Raymond Loewy fashion illustrationsCreation: 1926-1928
Raymond Lowey (1893–1986) began his career in America as a fashion illustrator before moving into industrial design. These are reproductions of advertisements copied from Vogue magazine for Bonwit Teller, Saks Fifth Avenue, Delman Shoe Salon and I. Miller shoe stores, and Kayser textiles and hosiery.
- Creation: 1926-1928
- Loewy, Raymond, 1893-1986 (Person)
39 photographic prints : b&w ; 8 x 10 in. 39 negatives : b&w ; 4 x 5 in.

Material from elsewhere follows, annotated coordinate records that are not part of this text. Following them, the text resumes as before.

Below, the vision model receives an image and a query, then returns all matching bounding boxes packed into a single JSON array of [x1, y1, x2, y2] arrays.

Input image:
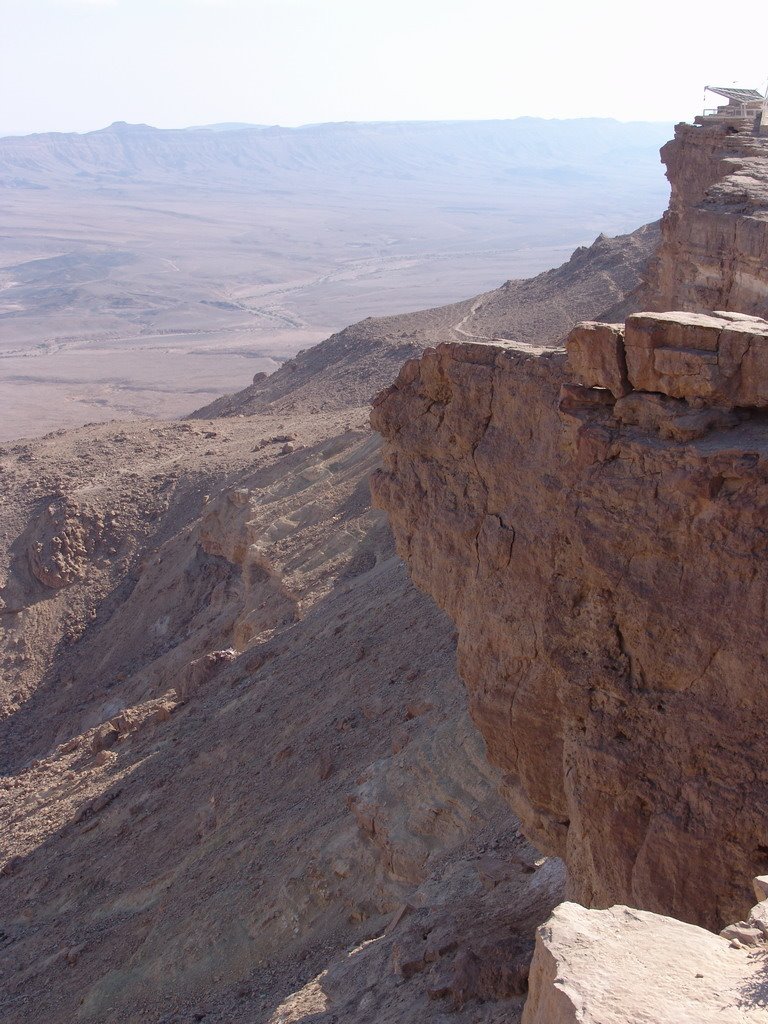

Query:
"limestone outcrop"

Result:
[[522, 879, 768, 1024], [635, 121, 768, 316], [372, 314, 768, 929]]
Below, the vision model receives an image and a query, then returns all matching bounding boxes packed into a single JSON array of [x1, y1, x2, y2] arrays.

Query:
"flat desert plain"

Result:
[[0, 119, 670, 440]]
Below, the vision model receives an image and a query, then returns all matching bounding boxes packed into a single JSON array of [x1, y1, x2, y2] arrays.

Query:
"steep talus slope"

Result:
[[0, 409, 561, 1022], [0, 214, 655, 1024], [374, 344, 768, 927], [372, 116, 768, 927]]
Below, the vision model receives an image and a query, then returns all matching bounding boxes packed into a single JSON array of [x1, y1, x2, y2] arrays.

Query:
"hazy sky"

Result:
[[0, 0, 768, 134]]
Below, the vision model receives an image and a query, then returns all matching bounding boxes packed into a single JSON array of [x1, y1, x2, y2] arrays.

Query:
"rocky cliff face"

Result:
[[372, 116, 768, 927], [635, 122, 768, 316], [373, 327, 768, 927]]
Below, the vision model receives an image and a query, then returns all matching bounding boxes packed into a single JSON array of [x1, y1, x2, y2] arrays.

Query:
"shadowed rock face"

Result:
[[373, 344, 768, 927], [635, 122, 768, 316]]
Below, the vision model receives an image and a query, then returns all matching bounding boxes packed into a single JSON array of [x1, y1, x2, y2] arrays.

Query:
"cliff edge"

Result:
[[372, 119, 768, 929]]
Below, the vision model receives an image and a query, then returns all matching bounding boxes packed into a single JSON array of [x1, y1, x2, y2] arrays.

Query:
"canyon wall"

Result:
[[373, 333, 768, 927], [635, 120, 768, 316], [372, 117, 768, 928]]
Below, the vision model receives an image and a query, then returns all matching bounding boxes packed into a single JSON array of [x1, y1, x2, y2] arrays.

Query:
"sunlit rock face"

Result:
[[636, 122, 768, 316], [373, 331, 768, 927]]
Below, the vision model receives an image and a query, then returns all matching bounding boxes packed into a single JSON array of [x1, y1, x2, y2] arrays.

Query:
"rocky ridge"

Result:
[[0, 197, 652, 1024], [372, 114, 768, 1024]]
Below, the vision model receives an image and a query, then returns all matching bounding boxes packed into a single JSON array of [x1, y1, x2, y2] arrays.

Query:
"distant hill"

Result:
[[0, 118, 672, 191]]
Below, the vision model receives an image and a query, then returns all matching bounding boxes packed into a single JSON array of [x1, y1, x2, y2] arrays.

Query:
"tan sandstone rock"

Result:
[[372, 344, 768, 929], [522, 903, 768, 1024], [624, 312, 768, 409], [567, 321, 632, 398], [635, 122, 768, 316]]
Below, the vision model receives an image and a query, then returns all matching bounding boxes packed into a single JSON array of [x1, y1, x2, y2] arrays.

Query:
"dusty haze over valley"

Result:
[[0, 118, 671, 440]]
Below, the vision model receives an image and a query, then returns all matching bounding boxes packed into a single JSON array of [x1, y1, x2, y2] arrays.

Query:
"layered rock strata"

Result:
[[372, 316, 768, 928], [635, 122, 768, 316]]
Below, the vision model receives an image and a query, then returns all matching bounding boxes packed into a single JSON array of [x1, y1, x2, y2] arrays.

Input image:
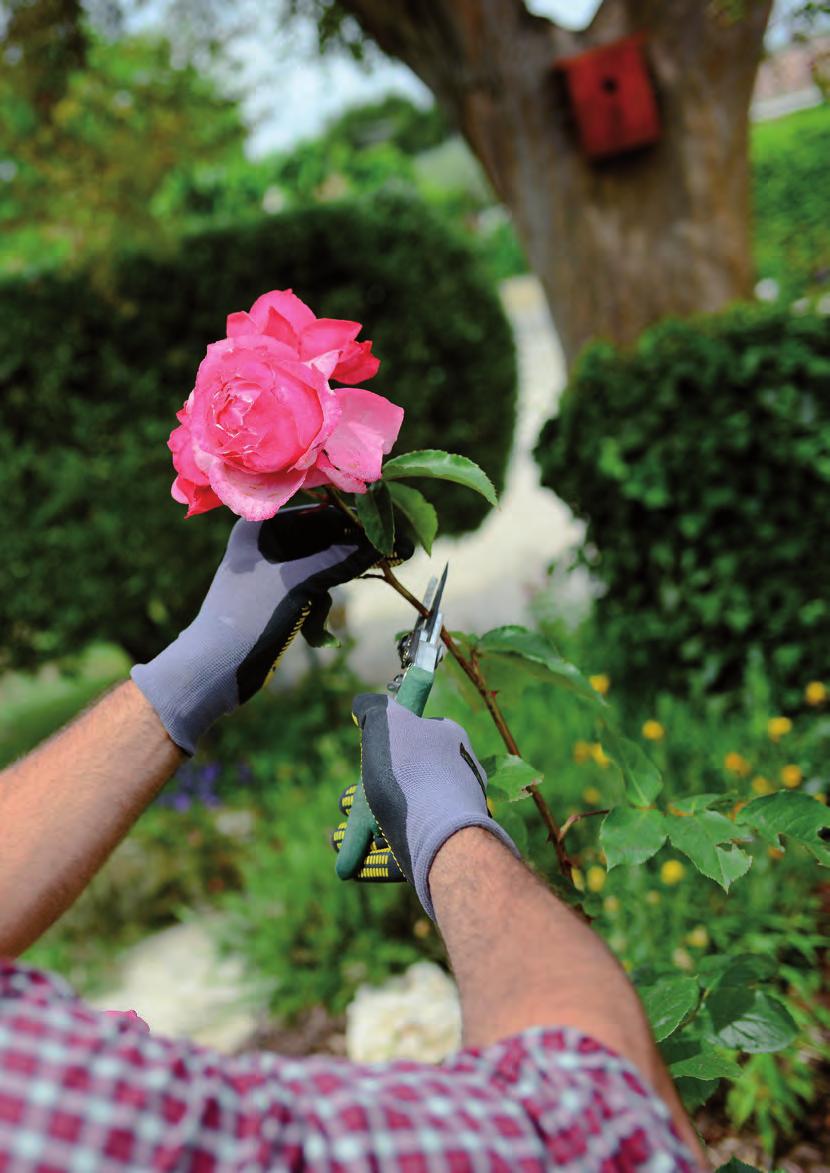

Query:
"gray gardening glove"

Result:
[[352, 692, 519, 920], [130, 506, 391, 754]]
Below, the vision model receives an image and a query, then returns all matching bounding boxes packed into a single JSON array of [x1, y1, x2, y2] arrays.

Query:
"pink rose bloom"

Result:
[[168, 290, 403, 521]]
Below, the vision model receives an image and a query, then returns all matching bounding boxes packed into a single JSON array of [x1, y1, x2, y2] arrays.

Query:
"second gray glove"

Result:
[[352, 692, 519, 920]]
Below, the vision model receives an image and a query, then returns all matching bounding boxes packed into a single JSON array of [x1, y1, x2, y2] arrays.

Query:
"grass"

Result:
[[0, 644, 129, 768]]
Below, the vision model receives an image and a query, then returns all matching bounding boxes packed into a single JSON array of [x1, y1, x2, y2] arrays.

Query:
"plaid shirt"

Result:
[[0, 961, 696, 1173]]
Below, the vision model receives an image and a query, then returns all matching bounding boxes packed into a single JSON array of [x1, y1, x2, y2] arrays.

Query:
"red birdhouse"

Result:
[[556, 33, 660, 158]]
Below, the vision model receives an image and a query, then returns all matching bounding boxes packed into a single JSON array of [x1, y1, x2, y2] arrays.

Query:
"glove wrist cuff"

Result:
[[130, 628, 239, 757], [413, 812, 522, 921]]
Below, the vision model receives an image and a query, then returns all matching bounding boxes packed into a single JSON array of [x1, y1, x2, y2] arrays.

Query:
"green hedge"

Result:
[[0, 198, 516, 667], [750, 103, 830, 300], [536, 307, 830, 703]]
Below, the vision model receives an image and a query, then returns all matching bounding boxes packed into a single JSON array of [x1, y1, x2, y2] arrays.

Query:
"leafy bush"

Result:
[[0, 199, 515, 667], [536, 308, 830, 704], [751, 104, 830, 299]]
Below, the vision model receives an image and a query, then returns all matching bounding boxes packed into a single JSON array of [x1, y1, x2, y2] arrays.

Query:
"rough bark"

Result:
[[335, 0, 770, 360]]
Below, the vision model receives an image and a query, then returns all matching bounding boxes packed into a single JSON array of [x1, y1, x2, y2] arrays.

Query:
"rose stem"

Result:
[[326, 488, 576, 880]]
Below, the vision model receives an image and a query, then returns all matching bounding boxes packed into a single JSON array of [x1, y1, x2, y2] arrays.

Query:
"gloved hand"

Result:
[[130, 506, 396, 754], [352, 692, 519, 920]]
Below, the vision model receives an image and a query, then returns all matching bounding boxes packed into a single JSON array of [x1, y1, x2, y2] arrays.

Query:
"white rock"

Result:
[[89, 922, 261, 1052], [346, 961, 461, 1063]]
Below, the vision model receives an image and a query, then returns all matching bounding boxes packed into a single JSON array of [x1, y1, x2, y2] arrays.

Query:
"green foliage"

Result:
[[429, 629, 830, 1152], [0, 192, 516, 667], [325, 94, 450, 155], [383, 448, 498, 506], [0, 28, 244, 272], [536, 308, 830, 704], [215, 741, 433, 1017], [750, 103, 830, 299], [387, 481, 438, 554]]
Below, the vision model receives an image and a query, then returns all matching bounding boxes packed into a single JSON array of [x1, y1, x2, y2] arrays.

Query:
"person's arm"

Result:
[[429, 828, 705, 1164], [0, 680, 184, 957], [354, 694, 705, 1165], [0, 506, 389, 957]]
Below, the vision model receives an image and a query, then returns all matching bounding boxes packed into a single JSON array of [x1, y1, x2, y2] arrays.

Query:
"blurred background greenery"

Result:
[[0, 0, 830, 1168]]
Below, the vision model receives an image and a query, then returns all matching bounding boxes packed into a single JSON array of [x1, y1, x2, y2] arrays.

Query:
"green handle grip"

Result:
[[335, 665, 435, 880], [395, 666, 435, 717]]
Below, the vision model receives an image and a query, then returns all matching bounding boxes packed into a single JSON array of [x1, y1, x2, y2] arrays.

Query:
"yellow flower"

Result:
[[767, 717, 792, 741], [723, 751, 751, 778], [778, 764, 804, 791], [672, 949, 694, 970], [572, 741, 591, 762], [642, 720, 666, 741], [660, 860, 686, 887], [686, 924, 709, 949], [591, 741, 611, 769]]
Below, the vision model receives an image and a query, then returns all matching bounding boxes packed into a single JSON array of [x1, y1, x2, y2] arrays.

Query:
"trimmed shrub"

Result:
[[536, 307, 830, 704], [0, 198, 516, 667], [750, 103, 830, 300]]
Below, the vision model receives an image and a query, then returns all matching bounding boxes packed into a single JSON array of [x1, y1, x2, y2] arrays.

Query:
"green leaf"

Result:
[[478, 626, 605, 708], [698, 954, 777, 989], [354, 481, 395, 554], [706, 985, 798, 1055], [601, 725, 662, 807], [482, 753, 544, 802], [668, 1050, 741, 1079], [666, 811, 753, 891], [599, 806, 666, 872], [737, 791, 830, 867], [637, 974, 700, 1043], [672, 794, 729, 814], [382, 448, 498, 506], [674, 1076, 720, 1112], [388, 481, 438, 554], [487, 786, 530, 855]]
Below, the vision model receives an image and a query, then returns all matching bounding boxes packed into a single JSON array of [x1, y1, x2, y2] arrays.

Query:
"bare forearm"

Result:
[[429, 828, 702, 1161], [0, 682, 183, 957]]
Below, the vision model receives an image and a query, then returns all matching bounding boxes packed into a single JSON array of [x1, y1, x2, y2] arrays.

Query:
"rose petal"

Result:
[[209, 456, 307, 521], [300, 318, 361, 362], [302, 452, 366, 493], [308, 351, 340, 379], [170, 476, 222, 521], [332, 343, 380, 384], [251, 290, 317, 334], [263, 306, 300, 357], [324, 387, 403, 481], [168, 404, 208, 484], [225, 310, 259, 338]]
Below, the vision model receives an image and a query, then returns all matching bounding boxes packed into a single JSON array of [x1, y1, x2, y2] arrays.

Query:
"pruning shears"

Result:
[[332, 565, 449, 883]]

Raymond Lowey (1893–1986) began his career in America as a fashion illustrator, but shortly thereafter, moved into industrial design. His designs ranged from everyday items like lipsticks, soda bottles, and cigarette packaging to machinery like railroad engines, refrigerators, and space craft. He also designed many corporate logos. Lowey created the MAYA principle—Most Advanced Yet Acceptable. He stated that "The adult public’s taste is not necessarily ready to accept the logical solutions to their requirements if the solution implies to vast a departure from what they have been conditioned to accepting as the norm." Lowey also lectured on industrial design at the Massachusetts Institute of Technology, Columbia University, and the University of Leningrad. His writings include Locomotive: Its Aesthetics, Industrial Design, and his 1951 autobiography Never Leave Well Enough Alone.
Scope and Content
These are reproductions of advertisements copied from Vogue magazine for Bonwit Teller, Saks Fifth Avenue, Delman Shoe Salon and I. Miller shoe stores, Kayser textiles and hosiery (all in New York). The ads show women's fashions: sportswear, evening dresses, daywear, hosiery, underwear, gloves, and shoes.
GL Box 1.
This collection is open for research.
For reproduction rights contact Wilmington (DE) Institute Free Library.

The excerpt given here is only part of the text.